DH5a strains from Georgina Cox were inoculated into 5 ml of LB.
They were placed in the warm room on third floor, shaking (275 rpm) at 37°C to be grown overnight.
Day 2
5 mL seed culture of cells were grown in LB medium to saturation.
Culture was diluted back into 25–50 mL fresh LB in a 250 mL Erlenmeyer flask.
Seed culture was diluted by at least 1/100. Diluted culture was grown to an OD600 = 0.4 - 0.5
Eppendorf tubes were put on ice so they were cold when the cells were aliquotted into them later.
TSS was chilled.
The culture was split into two 50 mL falcon tubes and incubated on ice for 10 min.
All subsequent steps were carried out at 4°C and the cells were kept on ice wherever possible
Cells were centrifuged for 10 min at 3000 rpm and 4°C.
Supernatant was removed and any remaining media was pipetted out.

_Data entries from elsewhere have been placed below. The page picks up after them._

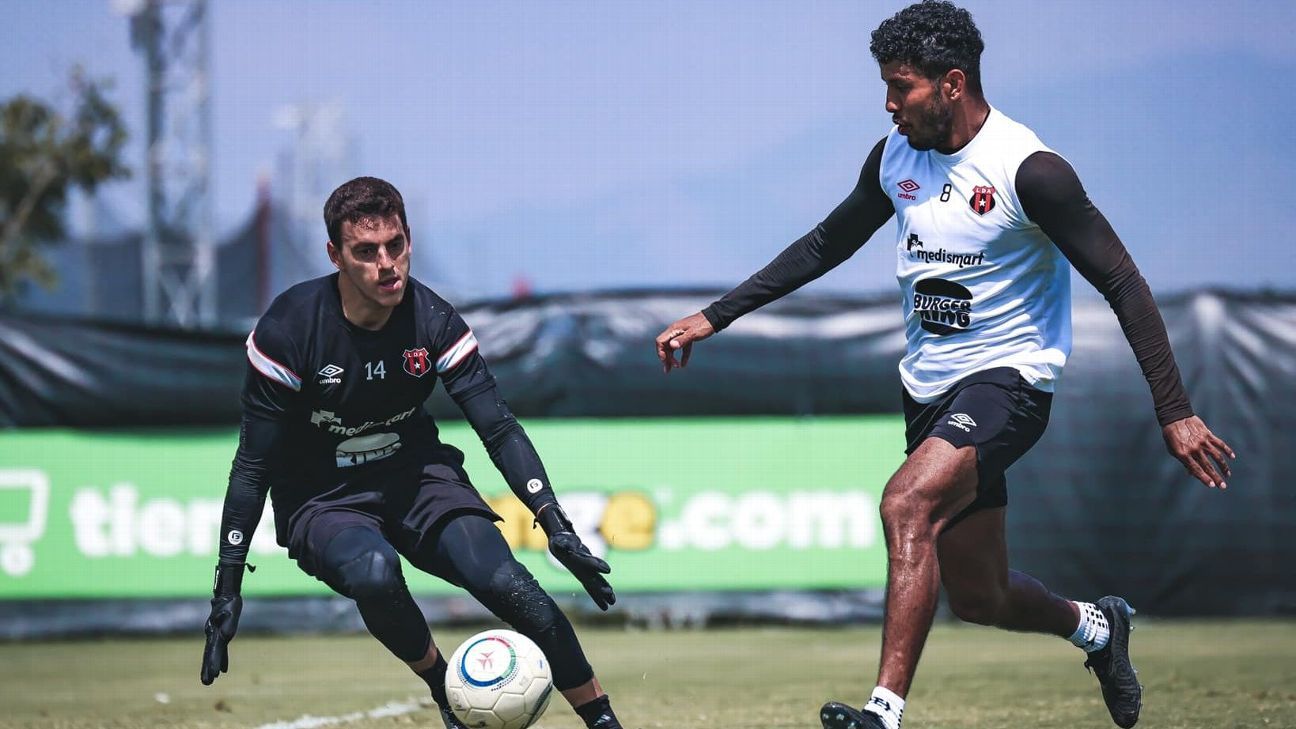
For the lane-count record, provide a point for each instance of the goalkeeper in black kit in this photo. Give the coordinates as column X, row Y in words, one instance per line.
column 333, row 427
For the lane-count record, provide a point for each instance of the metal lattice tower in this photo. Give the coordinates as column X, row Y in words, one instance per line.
column 179, row 271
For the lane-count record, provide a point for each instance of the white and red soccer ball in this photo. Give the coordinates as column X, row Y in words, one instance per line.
column 498, row 680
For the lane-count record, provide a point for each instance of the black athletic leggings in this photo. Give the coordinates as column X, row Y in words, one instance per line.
column 468, row 551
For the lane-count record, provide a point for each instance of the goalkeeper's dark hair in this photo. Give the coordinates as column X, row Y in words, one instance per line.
column 358, row 200
column 933, row 36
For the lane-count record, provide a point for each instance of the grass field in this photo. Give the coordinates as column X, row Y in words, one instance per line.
column 1196, row 675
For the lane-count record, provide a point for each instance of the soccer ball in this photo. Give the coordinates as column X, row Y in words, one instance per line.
column 498, row 680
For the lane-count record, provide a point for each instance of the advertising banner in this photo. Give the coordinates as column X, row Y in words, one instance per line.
column 709, row 503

Cells were resuspended in 2.5 mL of chilled TSS buffer (5% of initial volume).
Cells were chilled on ice for 15 minutes.
50-200 μL aliquots were added to the chilled eppendorfs and and flash frozen with liquid nitrogen.
Cells were stored at -80°C.
Bacterial Transformations
pET-28a-Pst1
Oxc-EcoRI-pst1 @10.9ng/ul
Frc-EcoRI-pst1 @ 11.5ng/uL
These plasmids were from last year's iGEM freezer box and each of them were transformed into DH5a competent cells using the following protocol.
The competent cells were taken out of the freezer and were sat on ice for 10 minutes.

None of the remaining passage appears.